Kralın çok yaşlı ama çok da akıllı üç danışman maymunu varmış. İnançlarına göre öbür yamaçta yaşayan şeytanı gören ve sesini duyanlar sonsuza kadar lanetlenip taş kesilir, maymun krallığı da felakete uğrarmış.
Bu üç danışman maymun bir gün kralları için tepede nadide çiçekler ararlarken çalıların arasında bir hışırtı duymuşlar.

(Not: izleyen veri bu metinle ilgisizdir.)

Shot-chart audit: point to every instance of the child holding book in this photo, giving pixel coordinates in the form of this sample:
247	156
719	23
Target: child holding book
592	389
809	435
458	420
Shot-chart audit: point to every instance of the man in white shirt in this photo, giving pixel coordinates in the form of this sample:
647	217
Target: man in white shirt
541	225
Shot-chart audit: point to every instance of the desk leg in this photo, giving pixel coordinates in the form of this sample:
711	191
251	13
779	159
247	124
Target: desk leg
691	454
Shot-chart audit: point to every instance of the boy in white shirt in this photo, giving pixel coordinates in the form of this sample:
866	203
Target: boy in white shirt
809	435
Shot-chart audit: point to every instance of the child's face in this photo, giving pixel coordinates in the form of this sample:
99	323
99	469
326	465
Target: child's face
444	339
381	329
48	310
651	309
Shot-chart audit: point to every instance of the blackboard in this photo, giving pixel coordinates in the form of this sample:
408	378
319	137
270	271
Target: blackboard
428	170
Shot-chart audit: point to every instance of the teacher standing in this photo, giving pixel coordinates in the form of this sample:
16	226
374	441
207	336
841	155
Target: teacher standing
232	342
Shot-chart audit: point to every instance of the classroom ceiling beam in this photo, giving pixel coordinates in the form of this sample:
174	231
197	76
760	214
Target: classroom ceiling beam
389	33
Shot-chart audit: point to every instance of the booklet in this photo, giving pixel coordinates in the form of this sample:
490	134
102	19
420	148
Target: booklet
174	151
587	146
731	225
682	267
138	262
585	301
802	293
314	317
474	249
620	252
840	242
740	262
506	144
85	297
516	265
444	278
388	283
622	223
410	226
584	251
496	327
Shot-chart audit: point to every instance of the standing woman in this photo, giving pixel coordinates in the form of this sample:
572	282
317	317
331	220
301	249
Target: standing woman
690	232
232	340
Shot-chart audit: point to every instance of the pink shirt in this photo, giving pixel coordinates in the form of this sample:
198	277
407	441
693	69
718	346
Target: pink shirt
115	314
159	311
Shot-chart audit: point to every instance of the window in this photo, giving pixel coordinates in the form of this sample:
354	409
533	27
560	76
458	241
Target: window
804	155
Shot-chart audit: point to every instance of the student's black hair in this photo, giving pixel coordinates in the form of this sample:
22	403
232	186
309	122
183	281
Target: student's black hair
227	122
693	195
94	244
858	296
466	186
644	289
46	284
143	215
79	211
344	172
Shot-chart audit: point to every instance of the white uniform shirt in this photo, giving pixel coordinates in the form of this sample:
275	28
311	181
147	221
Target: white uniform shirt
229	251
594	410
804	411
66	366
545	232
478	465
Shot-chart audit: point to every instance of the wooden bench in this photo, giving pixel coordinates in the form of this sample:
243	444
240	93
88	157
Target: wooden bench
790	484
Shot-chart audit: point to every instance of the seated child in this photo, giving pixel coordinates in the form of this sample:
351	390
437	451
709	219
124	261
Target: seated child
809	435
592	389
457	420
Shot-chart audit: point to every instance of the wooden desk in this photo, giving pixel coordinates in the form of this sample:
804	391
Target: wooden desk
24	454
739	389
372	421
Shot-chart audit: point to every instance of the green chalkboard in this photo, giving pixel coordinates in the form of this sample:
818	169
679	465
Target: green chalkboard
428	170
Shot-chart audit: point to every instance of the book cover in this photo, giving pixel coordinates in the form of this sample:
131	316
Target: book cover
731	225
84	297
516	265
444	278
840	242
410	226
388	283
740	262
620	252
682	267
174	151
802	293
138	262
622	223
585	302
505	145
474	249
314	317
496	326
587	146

Merakla çalıları aralayıp baktıklarında şeytanla yüz yüze gelmişler.
Şeytan çirkin sesiyle çığlıklar atmaya başlamış. Maymunlardan birincisi görmemek için gözlerini kapamış ama şeytanın sesini duymuş.
İkincisi kulaklarını kapamış ama o da şeytanı görmüş. Üçüncüsü ise hiçbir şey yapamamış, şeytanı hem görmüş hem de sesini işitmiş, bu ölümcül sırdan kimseye bahsetmemek için hemen ağzını kapamış.
Kalplerinin taşlaşacağını bilerek ormanda dalları yere değen bir söğüt ağacının altına gizlenmişler.”
Biz onları üç maymun olarak bilsek de aslında her birinin bir adı var: 🙈 Mizaru (görme), 🙉 Kikazaru (duyma) ve 🙊 İwazaru (konuşma).
Batı’da üç maymun “göz yummak” anlamında kullanılsa da aslında efsanenin doğduğu yerde, yani Japon geleneğinde apayrı bir anlam taşıyor.